Photo Courtesy of Candace Whedon
EvCC Nursing students are often accompanied by translators and local doctors. The relationships that they build with their patients and these communities are what keep them coming back every year.

Finding clean drinking water is one of the primary health concerns in the poorer areas of Dominican Republic. “It’s a band-aid fix,” Whedon said. We give them antibiotics but those parasites are going to come back.”

The organization raises funds through car washes and yard sales which vend items donated by EvCC students and faculty. The yard sale that the Student Nurses Organization (SNO) hosted near Whitehorse Hall this May raised $433 of the $3000 goal. The money raised by the SNO will go toward funding antibiotic treatments for upper respiratory infections, urinary tract infections and other common infections.

 

Churches are a common site for medical treatment facilities in the Dominican Republic. In collaboration with nursing faculty and doctors, EvCC nursing students utilize 11 exam rooms which are apportioned by sheets hanging from the ceilings. Here, students take vital signs and assess families as they sit in plastic lawn chairs, eager to receive care.

 

 

At the end of the three days students spend administering clinical care, 1,650 people will have received the health care that they are in dire need of.  

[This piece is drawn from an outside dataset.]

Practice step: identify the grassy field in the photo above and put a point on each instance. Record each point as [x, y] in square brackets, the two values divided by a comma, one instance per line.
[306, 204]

Visiting an impoverished community is not an experience that EvCC nurses soon forget. Whedon added that students who have been on the mission trip always want to return. “It has become a second home to me,” she said.  “We build relationships with the community-the members of the church, the patients, the doctors. Some students return on their own and build schools and water towers.”

“The biggest takeaway for me was how grateful these people were to have basic over the counter medication,” said Cully. “So often we feel disconnected from making an actual change. It made me feel empowered -like I could make a difference.”